The young girl from Laurel Croza’s 2011 Marilyn Baillie Picture Book Award–winning I Know Here has moved across the country and, as she wistfully explains, “It is different here, not the same as there.” In Saskatchewan, her family lived in a trailer on a gravelled, unnamed road with a “forest of trees for a backyard.” In Toronto, they reside in a house on Birch Street, surrounded by high-rise buildings. “There,” the kids all travelled in a pack and roamed the hills together. “Here,” the narrator is a lone wolf in the city. Even the night is different, with street lamps “glaring down the dark” instead of stars and the aurora borealis lighting up the sky. Her new life seems to be losing out in comparison until a knock at the door brings the promise of what she didn’t have in Saskatchewan – a friend her own age.
The India ink and acrylic paintings of Governor General’s Literary Award–winning artist Matt James contrast the rural and urban landscapes. Facing pages juxtapose a swirling, turquoise river with a flat, black asphalt highway. Small details, like a toy moose, show how the girl’s memories of the past converge in the present. James’s naive style has an infectious, unfettered energy.

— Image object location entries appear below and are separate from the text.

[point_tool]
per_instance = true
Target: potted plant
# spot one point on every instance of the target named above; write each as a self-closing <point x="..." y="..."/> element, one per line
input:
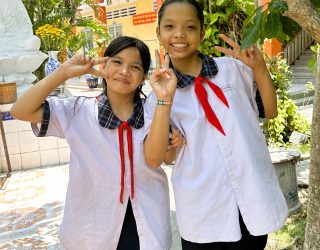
<point x="92" y="80"/>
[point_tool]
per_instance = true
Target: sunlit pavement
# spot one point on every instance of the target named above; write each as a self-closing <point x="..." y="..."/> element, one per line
<point x="32" y="201"/>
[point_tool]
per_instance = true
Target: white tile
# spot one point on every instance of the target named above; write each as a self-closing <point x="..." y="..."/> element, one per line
<point x="48" y="143"/>
<point x="10" y="126"/>
<point x="62" y="143"/>
<point x="49" y="157"/>
<point x="6" y="107"/>
<point x="24" y="126"/>
<point x="15" y="161"/>
<point x="64" y="155"/>
<point x="13" y="146"/>
<point x="28" y="142"/>
<point x="30" y="160"/>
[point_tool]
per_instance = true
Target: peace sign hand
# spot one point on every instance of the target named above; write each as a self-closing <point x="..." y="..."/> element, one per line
<point x="79" y="65"/>
<point x="163" y="80"/>
<point x="252" y="56"/>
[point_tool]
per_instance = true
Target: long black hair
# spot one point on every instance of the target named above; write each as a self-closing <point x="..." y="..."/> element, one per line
<point x="194" y="3"/>
<point x="123" y="42"/>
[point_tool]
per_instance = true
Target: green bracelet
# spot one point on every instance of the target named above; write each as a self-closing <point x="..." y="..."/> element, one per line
<point x="162" y="102"/>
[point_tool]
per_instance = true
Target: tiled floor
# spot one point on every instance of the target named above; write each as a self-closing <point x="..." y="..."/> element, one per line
<point x="31" y="207"/>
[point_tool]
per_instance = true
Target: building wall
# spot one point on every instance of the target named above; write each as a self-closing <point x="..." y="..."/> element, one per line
<point x="145" y="30"/>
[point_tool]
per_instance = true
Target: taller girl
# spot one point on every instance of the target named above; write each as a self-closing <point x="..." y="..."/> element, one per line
<point x="226" y="191"/>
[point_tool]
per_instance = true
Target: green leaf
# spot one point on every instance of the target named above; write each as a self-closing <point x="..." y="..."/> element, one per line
<point x="250" y="37"/>
<point x="316" y="3"/>
<point x="221" y="2"/>
<point x="289" y="26"/>
<point x="252" y="34"/>
<point x="273" y="25"/>
<point x="278" y="6"/>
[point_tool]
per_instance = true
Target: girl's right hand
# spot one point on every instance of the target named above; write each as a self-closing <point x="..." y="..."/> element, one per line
<point x="163" y="80"/>
<point x="79" y="65"/>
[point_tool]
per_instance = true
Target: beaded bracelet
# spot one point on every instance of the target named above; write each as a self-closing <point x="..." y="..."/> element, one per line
<point x="162" y="102"/>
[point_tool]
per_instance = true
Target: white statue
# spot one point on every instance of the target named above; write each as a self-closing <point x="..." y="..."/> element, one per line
<point x="19" y="48"/>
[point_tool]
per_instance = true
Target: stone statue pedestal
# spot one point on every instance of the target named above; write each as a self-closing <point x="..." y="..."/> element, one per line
<point x="19" y="48"/>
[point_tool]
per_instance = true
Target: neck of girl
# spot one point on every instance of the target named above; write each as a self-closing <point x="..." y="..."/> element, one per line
<point x="122" y="105"/>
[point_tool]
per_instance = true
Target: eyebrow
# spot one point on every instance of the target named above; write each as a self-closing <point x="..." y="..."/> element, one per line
<point x="120" y="58"/>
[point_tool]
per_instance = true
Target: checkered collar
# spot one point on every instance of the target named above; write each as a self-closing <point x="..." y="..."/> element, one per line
<point x="209" y="69"/>
<point x="108" y="119"/>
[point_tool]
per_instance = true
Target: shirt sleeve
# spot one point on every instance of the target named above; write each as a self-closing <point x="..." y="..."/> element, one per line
<point x="249" y="87"/>
<point x="149" y="109"/>
<point x="57" y="113"/>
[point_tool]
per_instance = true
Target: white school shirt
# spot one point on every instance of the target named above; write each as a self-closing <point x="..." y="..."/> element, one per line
<point x="93" y="214"/>
<point x="215" y="176"/>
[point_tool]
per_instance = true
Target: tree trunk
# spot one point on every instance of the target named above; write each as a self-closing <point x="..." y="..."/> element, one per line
<point x="305" y="14"/>
<point x="312" y="236"/>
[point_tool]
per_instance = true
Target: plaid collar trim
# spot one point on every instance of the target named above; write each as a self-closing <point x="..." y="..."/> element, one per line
<point x="209" y="69"/>
<point x="107" y="119"/>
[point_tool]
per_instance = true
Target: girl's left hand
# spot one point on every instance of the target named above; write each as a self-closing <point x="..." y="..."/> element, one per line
<point x="163" y="80"/>
<point x="176" y="139"/>
<point x="252" y="56"/>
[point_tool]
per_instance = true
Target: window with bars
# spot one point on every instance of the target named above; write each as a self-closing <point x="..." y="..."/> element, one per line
<point x="115" y="31"/>
<point x="123" y="12"/>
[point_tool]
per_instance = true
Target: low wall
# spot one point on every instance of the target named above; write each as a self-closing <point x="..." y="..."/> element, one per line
<point x="27" y="151"/>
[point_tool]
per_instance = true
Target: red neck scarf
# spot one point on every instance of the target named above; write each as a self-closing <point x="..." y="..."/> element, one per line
<point x="203" y="98"/>
<point x="125" y="125"/>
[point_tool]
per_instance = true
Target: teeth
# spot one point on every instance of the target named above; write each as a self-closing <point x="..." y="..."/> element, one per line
<point x="179" y="45"/>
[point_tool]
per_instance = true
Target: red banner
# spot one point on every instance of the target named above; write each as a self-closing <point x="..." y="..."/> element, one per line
<point x="149" y="17"/>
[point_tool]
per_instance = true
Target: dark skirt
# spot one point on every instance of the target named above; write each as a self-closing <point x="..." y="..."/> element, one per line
<point x="247" y="242"/>
<point x="129" y="238"/>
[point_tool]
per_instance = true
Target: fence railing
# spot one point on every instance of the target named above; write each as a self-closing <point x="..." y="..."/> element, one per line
<point x="296" y="47"/>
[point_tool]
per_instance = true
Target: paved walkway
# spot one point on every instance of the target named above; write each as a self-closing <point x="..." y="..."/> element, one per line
<point x="31" y="205"/>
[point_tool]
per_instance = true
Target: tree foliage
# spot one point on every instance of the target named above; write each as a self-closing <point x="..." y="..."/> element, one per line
<point x="224" y="17"/>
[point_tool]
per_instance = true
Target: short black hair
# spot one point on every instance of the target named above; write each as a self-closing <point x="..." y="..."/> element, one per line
<point x="123" y="42"/>
<point x="194" y="3"/>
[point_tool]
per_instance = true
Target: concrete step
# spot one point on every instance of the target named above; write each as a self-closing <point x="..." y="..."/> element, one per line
<point x="304" y="101"/>
<point x="303" y="80"/>
<point x="301" y="62"/>
<point x="303" y="75"/>
<point x="305" y="57"/>
<point x="301" y="68"/>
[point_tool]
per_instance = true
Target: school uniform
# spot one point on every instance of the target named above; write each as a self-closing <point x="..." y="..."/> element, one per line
<point x="107" y="172"/>
<point x="225" y="167"/>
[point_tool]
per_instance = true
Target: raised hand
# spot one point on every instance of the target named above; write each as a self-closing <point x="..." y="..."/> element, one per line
<point x="252" y="56"/>
<point x="163" y="80"/>
<point x="176" y="139"/>
<point x="79" y="65"/>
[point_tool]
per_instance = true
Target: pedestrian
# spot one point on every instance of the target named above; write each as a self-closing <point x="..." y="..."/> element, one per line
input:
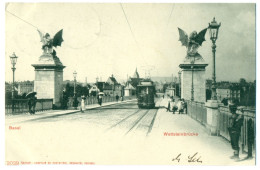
<point x="82" y="108"/>
<point x="168" y="108"/>
<point x="235" y="124"/>
<point x="117" y="97"/>
<point x="184" y="106"/>
<point x="250" y="138"/>
<point x="174" y="107"/>
<point x="30" y="105"/>
<point x="100" y="99"/>
<point x="180" y="106"/>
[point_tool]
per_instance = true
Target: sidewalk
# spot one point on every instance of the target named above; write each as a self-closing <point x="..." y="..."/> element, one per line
<point x="10" y="119"/>
<point x="214" y="150"/>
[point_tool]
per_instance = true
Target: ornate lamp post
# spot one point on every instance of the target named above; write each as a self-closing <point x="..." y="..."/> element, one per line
<point x="13" y="59"/>
<point x="74" y="97"/>
<point x="179" y="73"/>
<point x="192" y="86"/>
<point x="213" y="31"/>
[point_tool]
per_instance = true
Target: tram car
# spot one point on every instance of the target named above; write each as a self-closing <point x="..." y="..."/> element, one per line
<point x="145" y="94"/>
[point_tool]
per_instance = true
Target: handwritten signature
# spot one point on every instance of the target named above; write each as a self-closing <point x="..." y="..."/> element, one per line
<point x="191" y="158"/>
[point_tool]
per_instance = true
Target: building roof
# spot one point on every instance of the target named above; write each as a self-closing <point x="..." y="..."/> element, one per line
<point x="112" y="79"/>
<point x="136" y="74"/>
<point x="129" y="87"/>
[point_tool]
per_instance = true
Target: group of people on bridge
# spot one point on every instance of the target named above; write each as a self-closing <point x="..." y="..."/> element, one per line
<point x="178" y="105"/>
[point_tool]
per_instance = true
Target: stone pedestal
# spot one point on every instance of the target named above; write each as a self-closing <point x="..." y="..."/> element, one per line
<point x="199" y="80"/>
<point x="49" y="78"/>
<point x="212" y="117"/>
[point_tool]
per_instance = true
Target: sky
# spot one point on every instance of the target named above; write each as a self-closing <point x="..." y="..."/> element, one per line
<point x="100" y="40"/>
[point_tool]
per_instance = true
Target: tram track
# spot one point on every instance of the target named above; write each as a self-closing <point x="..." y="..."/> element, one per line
<point x="131" y="123"/>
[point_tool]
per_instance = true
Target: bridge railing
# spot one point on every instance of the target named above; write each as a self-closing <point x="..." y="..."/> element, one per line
<point x="90" y="100"/>
<point x="198" y="111"/>
<point x="21" y="105"/>
<point x="223" y="122"/>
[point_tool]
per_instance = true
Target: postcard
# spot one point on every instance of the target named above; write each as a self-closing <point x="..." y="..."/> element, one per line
<point x="130" y="83"/>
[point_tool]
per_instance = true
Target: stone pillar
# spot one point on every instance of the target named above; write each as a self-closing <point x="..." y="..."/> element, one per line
<point x="49" y="78"/>
<point x="212" y="117"/>
<point x="199" y="80"/>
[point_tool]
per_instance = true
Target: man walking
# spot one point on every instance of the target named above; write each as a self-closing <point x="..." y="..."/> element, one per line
<point x="235" y="124"/>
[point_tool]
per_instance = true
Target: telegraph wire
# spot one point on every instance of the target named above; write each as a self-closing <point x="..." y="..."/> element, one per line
<point x="128" y="23"/>
<point x="22" y="19"/>
<point x="173" y="6"/>
<point x="131" y="30"/>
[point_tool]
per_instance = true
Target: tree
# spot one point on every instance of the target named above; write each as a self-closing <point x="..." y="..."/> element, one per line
<point x="242" y="81"/>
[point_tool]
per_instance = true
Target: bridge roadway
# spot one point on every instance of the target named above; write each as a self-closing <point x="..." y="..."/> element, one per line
<point x="115" y="134"/>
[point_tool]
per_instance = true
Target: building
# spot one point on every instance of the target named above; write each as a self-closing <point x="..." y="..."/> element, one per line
<point x="112" y="87"/>
<point x="227" y="90"/>
<point x="25" y="87"/>
<point x="93" y="91"/>
<point x="129" y="90"/>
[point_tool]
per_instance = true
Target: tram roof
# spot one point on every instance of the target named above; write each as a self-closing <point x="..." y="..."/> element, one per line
<point x="144" y="84"/>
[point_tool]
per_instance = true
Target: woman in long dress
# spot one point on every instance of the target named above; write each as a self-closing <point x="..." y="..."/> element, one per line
<point x="83" y="98"/>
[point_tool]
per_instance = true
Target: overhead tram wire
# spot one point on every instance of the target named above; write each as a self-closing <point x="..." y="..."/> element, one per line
<point x="65" y="43"/>
<point x="173" y="6"/>
<point x="132" y="33"/>
<point x="22" y="19"/>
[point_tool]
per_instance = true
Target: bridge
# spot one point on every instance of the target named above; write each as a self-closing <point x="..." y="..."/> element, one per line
<point x="121" y="133"/>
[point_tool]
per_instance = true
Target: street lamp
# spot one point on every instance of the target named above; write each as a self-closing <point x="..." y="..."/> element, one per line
<point x="213" y="31"/>
<point x="179" y="73"/>
<point x="13" y="59"/>
<point x="192" y="86"/>
<point x="75" y="99"/>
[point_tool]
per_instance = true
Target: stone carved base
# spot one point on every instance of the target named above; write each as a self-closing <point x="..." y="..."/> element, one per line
<point x="199" y="81"/>
<point x="212" y="117"/>
<point x="49" y="78"/>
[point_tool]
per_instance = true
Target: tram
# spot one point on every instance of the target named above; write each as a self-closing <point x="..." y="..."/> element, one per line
<point x="145" y="94"/>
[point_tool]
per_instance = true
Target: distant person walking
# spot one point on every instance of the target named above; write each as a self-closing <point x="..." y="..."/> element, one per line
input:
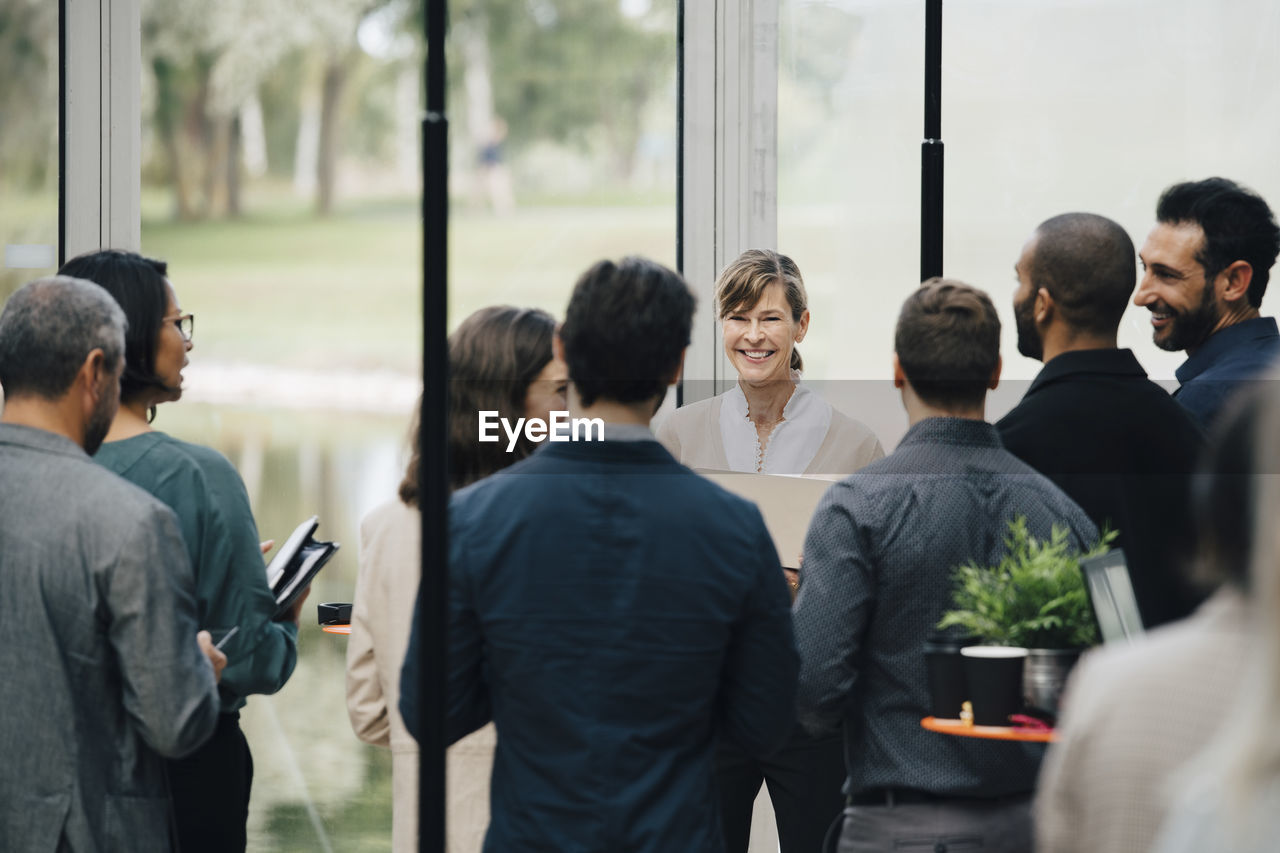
<point x="499" y="360"/>
<point x="211" y="787"/>
<point x="613" y="612"/>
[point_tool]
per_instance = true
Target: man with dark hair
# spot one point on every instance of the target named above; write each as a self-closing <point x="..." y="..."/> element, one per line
<point x="1130" y="712"/>
<point x="613" y="612"/>
<point x="877" y="578"/>
<point x="1206" y="267"/>
<point x="1092" y="422"/>
<point x="104" y="669"/>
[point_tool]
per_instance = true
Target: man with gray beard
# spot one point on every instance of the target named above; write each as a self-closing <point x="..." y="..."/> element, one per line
<point x="104" y="669"/>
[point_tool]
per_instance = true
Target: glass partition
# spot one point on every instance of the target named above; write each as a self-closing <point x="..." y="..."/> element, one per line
<point x="282" y="183"/>
<point x="28" y="142"/>
<point x="1046" y="108"/>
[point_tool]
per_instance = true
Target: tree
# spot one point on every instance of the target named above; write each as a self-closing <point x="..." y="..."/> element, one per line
<point x="560" y="69"/>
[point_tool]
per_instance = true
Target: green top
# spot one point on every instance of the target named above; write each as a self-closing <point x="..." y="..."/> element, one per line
<point x="208" y="496"/>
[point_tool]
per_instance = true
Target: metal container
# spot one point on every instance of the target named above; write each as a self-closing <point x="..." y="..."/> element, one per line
<point x="1045" y="674"/>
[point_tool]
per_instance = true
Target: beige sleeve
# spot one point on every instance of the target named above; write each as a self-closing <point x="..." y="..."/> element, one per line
<point x="366" y="706"/>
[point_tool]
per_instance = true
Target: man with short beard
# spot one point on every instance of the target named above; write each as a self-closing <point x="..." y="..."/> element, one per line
<point x="1091" y="420"/>
<point x="104" y="669"/>
<point x="1206" y="267"/>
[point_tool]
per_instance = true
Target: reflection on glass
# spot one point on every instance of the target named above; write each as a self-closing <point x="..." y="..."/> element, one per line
<point x="1046" y="108"/>
<point x="28" y="142"/>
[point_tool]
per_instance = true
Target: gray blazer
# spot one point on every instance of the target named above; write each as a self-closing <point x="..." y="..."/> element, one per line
<point x="97" y="647"/>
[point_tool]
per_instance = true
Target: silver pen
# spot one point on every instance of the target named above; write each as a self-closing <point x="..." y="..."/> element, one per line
<point x="227" y="637"/>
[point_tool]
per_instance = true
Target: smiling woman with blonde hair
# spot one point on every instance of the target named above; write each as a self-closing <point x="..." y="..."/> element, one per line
<point x="769" y="423"/>
<point x="499" y="359"/>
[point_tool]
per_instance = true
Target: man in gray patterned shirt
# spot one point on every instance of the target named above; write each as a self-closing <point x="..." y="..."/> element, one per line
<point x="877" y="578"/>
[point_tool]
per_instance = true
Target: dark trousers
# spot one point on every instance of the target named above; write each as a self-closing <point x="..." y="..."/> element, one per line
<point x="210" y="792"/>
<point x="944" y="826"/>
<point x="804" y="779"/>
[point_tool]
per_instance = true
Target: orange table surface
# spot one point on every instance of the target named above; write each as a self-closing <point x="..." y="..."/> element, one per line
<point x="991" y="733"/>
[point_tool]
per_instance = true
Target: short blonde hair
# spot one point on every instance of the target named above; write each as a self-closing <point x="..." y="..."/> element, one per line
<point x="743" y="283"/>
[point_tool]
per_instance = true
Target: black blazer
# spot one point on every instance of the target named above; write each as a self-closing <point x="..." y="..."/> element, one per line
<point x="1124" y="450"/>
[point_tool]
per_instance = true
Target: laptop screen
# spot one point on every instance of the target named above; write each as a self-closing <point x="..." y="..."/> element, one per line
<point x="1111" y="593"/>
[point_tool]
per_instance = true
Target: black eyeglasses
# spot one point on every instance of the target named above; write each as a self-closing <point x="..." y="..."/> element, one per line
<point x="186" y="324"/>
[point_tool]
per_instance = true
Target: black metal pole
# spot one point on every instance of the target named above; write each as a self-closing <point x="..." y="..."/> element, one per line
<point x="433" y="448"/>
<point x="931" y="149"/>
<point x="680" y="163"/>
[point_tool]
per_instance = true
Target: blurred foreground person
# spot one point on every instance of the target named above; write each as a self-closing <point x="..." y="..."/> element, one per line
<point x="211" y="787"/>
<point x="1134" y="715"/>
<point x="97" y="642"/>
<point x="499" y="360"/>
<point x="1091" y="420"/>
<point x="612" y="611"/>
<point x="1205" y="270"/>
<point x="771" y="423"/>
<point x="878" y="575"/>
<point x="1229" y="797"/>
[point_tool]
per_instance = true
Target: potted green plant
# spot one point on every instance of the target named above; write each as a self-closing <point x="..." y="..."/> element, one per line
<point x="1034" y="598"/>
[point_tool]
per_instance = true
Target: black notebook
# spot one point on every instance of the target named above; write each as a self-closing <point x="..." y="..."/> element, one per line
<point x="297" y="561"/>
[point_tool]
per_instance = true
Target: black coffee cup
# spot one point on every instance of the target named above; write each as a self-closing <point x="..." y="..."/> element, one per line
<point x="945" y="669"/>
<point x="995" y="678"/>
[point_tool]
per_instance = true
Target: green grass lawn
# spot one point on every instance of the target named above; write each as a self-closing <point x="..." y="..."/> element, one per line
<point x="282" y="286"/>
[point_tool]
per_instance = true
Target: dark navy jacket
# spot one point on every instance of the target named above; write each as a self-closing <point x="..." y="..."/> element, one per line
<point x="612" y="612"/>
<point x="1229" y="360"/>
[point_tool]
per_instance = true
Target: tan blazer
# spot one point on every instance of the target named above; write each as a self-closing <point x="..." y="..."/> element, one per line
<point x="380" y="623"/>
<point x="693" y="436"/>
<point x="1134" y="715"/>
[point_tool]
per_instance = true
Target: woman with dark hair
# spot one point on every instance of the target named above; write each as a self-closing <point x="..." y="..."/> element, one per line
<point x="499" y="360"/>
<point x="210" y="788"/>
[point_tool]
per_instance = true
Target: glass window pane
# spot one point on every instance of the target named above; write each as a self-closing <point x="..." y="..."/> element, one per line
<point x="28" y="142"/>
<point x="1046" y="108"/>
<point x="280" y="183"/>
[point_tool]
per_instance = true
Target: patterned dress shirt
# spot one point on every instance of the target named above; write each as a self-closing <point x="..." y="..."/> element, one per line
<point x="877" y="578"/>
<point x="1228" y="361"/>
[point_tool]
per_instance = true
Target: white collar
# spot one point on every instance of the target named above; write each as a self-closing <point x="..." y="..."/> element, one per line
<point x="791" y="446"/>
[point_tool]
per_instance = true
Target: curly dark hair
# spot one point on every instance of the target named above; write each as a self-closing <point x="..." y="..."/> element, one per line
<point x="625" y="329"/>
<point x="494" y="356"/>
<point x="1237" y="222"/>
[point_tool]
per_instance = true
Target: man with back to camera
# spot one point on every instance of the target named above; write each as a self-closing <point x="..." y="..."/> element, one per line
<point x="877" y="578"/>
<point x="104" y="670"/>
<point x="612" y="611"/>
<point x="1206" y="267"/>
<point x="1091" y="420"/>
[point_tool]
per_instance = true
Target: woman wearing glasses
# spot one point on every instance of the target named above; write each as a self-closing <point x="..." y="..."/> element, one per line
<point x="768" y="423"/>
<point x="210" y="788"/>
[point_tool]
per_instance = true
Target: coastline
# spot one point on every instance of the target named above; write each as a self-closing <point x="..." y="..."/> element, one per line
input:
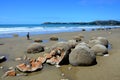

Croza’s spare text captures the narrator’s feelings of displacement with poetic immediacy. Short sentences cut to the heart: “Here. Dad isn’t home until supper. Mom calls it dinner now.” Her visceral descriptions, such as “The carpet. It smells new,” eloquently convey the familiar things the girl has left behind. In lovely, circular fashion, the book ends with the child revisiting her first statement, now with newfound perspective: “It was different there. Not the same as here.”
This sequel offers a realistic account of finding oneself in a new place, along with the comforting assurance that good things can happen in the here and now, not just in the then and there.